Holley, 63, who lives in Arab, believes her history of fighting has helped her survive the painful battle that is almost won. It also has strengthened her faith.
“A lot of people couldn’t have gone through what I went through,” she says. “It was God. If it hadn’t been for God, I wouldn’t have made it.”
Growing up poor, Holley recalls being picked on and called a ‘hillbilly’, which she says created the tough fighter she became.
“I just got mad at the world,” she recalls. “You had to be tough or die when I was coming up.”
So she quit school and went to work in a poultry plant. When she saw a newspaper ad for karate lessons she knew that’s what she wanted – to learn how to fight back.
“I thought, ‘I’m going to get into that and nobody’s going to pick on me anymore.’”
Holley excelled at karate, soon earned a black belt and started teaching. Ironically she taught in the same school gym where she had been bullied. She eventually taught lessons at the Arab Rec Center. She studied Tang Soo Do, a Korean martial art, and earned a black belt in that too.
“I tested with a broken foot,” she laughs.
The highlight of her fighting life was when she went to the Battle of Atlanta where she met martial artists turned screen stars Chuck Norris and Bill ‘Superfoot’ Wallace, who worked out with Holley.
“That was the greatest thing in the world that ever happened to me,” she says.
Holley won three championships before giving up karate after her husband died nine years ago.
“I just lost interest in everything,” she remembers.
She still works out in the hallway of her small apartment in Arab. Her kicks are impressive and her arm strikes and punches are fast.
Holley is grateful to the staff at the Wound Center, which she still visits weekly, for diligently working to help her heal. She also appreciates her daughter for changing the dressing on her wound every other day.

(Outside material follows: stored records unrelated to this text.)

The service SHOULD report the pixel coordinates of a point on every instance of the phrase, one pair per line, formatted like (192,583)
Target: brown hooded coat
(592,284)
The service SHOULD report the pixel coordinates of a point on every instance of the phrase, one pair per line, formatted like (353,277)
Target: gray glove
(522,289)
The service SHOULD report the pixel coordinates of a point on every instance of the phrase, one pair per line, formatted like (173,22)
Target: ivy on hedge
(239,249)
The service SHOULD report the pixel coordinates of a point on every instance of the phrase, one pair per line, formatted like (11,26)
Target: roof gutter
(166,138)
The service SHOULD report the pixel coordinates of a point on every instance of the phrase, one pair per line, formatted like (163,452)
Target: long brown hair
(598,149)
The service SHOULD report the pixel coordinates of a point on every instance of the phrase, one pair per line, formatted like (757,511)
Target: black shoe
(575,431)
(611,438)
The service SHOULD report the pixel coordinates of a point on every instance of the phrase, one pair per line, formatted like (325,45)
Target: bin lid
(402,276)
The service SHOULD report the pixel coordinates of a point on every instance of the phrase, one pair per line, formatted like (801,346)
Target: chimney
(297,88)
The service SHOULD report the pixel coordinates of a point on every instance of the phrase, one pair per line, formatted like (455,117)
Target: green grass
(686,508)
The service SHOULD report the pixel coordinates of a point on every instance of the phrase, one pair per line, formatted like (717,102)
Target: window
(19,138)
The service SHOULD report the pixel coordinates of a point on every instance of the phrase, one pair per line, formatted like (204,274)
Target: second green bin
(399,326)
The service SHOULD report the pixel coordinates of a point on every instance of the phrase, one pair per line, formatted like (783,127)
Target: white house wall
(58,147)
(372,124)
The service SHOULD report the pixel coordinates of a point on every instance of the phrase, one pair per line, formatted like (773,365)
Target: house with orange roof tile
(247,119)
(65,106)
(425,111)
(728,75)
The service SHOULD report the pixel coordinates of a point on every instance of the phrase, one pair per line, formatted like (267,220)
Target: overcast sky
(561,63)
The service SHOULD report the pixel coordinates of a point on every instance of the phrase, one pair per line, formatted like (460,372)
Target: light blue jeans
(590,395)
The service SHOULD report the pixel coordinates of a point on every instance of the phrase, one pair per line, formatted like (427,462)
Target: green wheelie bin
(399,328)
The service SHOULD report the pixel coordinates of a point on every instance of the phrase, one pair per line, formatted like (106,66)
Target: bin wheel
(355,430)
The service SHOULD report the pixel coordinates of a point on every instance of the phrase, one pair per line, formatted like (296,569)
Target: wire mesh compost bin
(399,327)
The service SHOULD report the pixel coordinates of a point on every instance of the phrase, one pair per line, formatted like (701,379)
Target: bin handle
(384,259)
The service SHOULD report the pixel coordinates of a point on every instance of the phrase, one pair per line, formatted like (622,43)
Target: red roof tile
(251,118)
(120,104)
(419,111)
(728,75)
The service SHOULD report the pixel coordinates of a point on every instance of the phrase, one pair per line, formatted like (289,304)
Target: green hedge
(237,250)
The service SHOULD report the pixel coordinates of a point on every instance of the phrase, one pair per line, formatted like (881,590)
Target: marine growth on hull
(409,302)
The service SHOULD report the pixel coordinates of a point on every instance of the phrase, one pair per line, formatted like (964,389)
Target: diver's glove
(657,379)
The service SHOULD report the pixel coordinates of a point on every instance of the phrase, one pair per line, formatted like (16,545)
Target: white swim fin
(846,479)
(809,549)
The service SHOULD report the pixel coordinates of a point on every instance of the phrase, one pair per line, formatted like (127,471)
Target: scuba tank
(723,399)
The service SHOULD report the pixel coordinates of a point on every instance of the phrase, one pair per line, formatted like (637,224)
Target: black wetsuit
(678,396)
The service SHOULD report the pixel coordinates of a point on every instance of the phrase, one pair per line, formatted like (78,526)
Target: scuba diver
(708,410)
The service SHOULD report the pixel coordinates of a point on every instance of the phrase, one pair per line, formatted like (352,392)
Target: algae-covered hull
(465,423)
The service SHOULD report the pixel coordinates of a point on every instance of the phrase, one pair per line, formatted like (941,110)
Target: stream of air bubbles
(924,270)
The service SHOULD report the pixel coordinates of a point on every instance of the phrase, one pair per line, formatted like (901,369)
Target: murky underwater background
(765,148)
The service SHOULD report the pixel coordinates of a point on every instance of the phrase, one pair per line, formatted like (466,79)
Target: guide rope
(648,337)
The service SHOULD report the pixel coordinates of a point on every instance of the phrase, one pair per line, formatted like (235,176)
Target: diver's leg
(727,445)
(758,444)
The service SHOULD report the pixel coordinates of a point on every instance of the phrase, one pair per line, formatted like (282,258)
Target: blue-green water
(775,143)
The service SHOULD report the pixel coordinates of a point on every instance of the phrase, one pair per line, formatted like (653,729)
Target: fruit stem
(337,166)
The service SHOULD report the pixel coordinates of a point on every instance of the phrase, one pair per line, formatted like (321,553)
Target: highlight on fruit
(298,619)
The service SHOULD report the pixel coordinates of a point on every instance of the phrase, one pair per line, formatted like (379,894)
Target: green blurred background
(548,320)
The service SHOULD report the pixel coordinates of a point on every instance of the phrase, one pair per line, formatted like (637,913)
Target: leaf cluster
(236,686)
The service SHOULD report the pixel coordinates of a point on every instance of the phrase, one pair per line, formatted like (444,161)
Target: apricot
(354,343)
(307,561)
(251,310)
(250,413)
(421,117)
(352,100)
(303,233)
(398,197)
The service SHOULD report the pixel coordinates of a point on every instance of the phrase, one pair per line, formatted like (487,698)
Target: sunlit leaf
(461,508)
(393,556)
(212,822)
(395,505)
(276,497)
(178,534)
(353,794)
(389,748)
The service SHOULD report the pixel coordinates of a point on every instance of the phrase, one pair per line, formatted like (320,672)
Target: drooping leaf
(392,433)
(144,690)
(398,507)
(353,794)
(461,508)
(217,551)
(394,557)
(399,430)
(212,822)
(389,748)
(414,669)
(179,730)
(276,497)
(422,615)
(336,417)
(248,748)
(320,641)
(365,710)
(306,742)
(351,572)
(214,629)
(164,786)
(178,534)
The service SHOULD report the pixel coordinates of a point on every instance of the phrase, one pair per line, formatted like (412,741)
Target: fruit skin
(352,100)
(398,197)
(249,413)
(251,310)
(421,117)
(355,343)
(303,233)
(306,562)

“I don’t know what I’d do without her,” she says. “And I’m thankful for my sweet nurses and good doctors.”
Treece says she is thankful that her mother’s suffering is almost over. She still tires easily and can’t do her own grocery shopping or attend church but she’s improving all the time. Treece calls her mother every day and does all she can for her.
“She’s getting there,” she says of Holley. “She’s on the mend. I love that little woman.”